DENNIS ODA / DODA@STARBULLETIN.COM
Circuit Judge Marcia Waldorf heard oral arguments yesterday before denying a request by Sharon Black, right, pictured with her attorney Tommy Otake, to dismiss the charges against her.
Data tampering case to proceed
A researcher sought dismissal of charges she stole suicide files
A Honolulu police civilian outreach worker who is accused of criminal charges stemming from sensitive information she allegedly removed from the city Medical Examiner's office will proceed to trial, a judge has ruled.
Circuit Judge Marcia Waldorf denied Sharon Black's request yesterday to have the charges dismissed. Black's trial is set for Feb. 8.
Black was indicted in August on charges of unauthorized computer access, tampering with government records and fourth-degree theft stemming from research she was conducting on suicides.
She was accused of using the print function of the Medical Examiner's computer to print copies of suicide cases and removing them from the facility after she had been told she didn't have authority from the medical examiner.
Black is also accused of making copies of the files she removed after she was instructed to return them the next day.

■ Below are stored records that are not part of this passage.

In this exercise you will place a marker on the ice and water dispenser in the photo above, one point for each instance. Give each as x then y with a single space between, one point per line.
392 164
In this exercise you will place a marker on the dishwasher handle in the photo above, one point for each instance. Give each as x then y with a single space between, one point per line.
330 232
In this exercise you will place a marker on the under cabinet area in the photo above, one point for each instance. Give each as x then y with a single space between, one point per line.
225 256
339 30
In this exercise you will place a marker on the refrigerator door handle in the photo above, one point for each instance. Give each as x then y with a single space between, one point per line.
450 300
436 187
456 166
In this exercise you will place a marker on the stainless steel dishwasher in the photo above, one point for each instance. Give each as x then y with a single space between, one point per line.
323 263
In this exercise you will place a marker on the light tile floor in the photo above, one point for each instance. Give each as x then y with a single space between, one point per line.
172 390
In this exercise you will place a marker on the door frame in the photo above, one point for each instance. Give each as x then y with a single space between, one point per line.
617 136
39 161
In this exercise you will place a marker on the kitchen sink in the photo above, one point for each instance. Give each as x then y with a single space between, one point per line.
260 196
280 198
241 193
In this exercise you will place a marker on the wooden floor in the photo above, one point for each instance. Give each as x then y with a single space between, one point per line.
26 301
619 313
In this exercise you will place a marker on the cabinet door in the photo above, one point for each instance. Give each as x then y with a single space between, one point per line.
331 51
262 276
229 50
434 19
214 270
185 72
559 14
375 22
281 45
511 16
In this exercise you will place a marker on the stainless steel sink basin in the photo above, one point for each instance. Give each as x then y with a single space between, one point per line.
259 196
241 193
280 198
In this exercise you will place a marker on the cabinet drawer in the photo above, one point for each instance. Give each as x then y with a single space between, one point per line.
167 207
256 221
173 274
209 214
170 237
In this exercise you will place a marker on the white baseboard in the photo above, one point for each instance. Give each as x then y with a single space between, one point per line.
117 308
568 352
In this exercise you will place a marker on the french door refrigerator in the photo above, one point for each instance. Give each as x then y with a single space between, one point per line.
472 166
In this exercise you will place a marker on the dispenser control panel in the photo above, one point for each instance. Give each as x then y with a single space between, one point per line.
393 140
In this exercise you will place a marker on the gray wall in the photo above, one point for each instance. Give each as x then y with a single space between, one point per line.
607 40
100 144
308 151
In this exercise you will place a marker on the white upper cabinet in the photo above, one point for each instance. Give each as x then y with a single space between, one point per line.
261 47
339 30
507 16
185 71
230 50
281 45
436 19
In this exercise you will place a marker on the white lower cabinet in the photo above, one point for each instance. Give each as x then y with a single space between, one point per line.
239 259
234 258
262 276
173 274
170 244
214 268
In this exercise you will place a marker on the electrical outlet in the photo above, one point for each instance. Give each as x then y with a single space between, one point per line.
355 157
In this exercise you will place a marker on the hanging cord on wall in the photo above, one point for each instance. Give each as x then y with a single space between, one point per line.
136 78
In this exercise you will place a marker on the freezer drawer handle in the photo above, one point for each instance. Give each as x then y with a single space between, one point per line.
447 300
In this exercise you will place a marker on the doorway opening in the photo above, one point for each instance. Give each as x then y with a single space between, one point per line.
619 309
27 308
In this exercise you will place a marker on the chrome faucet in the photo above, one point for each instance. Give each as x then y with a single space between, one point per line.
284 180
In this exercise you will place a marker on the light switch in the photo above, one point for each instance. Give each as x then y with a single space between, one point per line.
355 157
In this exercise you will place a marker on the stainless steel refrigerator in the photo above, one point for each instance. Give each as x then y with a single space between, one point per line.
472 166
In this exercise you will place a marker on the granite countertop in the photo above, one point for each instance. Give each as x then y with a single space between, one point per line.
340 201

Waldorf noted that there was value in the research Black was conducting, or she wouldn't have had access to it in the first place. However, removing documents from the facility and photocopying them, as alleged, were not necessary to that purpose, she said.
The judge also agreed with prosecutors about the threatened harm, because the confidential information is still missing and unaccounted for.
The Medical Examiner had a system in place to retain and limit access to confidential information, Waldorf said, and that limit was exceeded.
Deputy public defender Tommy Otake says Black's intentions were honorable and she believed she had permission to make copies because she had done so in the past. Black had no intention of using the information for personal reasons, he said, and those who have worked with her in the past have said she always handled highly sensitive information related to her work with the homeless and mentally ill with utmost care and confidentiality.
Deputy prosecutor Chris Van Marter described Black's alleged actions as "extremely serious."
"This case is about protecting the integrity of information deemed confidential by law," he said.
Some of the sensitive information contained in the missing files includes decedents' Social Security numbers, manner of death, lab test results that could indicate the presence of drugs, details of the suicide and quotes from suicide notes. The Medical Examiner has said that such information is made available only by court subpoena.
Black contends that the charges are in retaliation for a sexual harassment lawsuit she filed nearly a decade ago against an assistant police chief and the department. The city settled with Black for $500,000.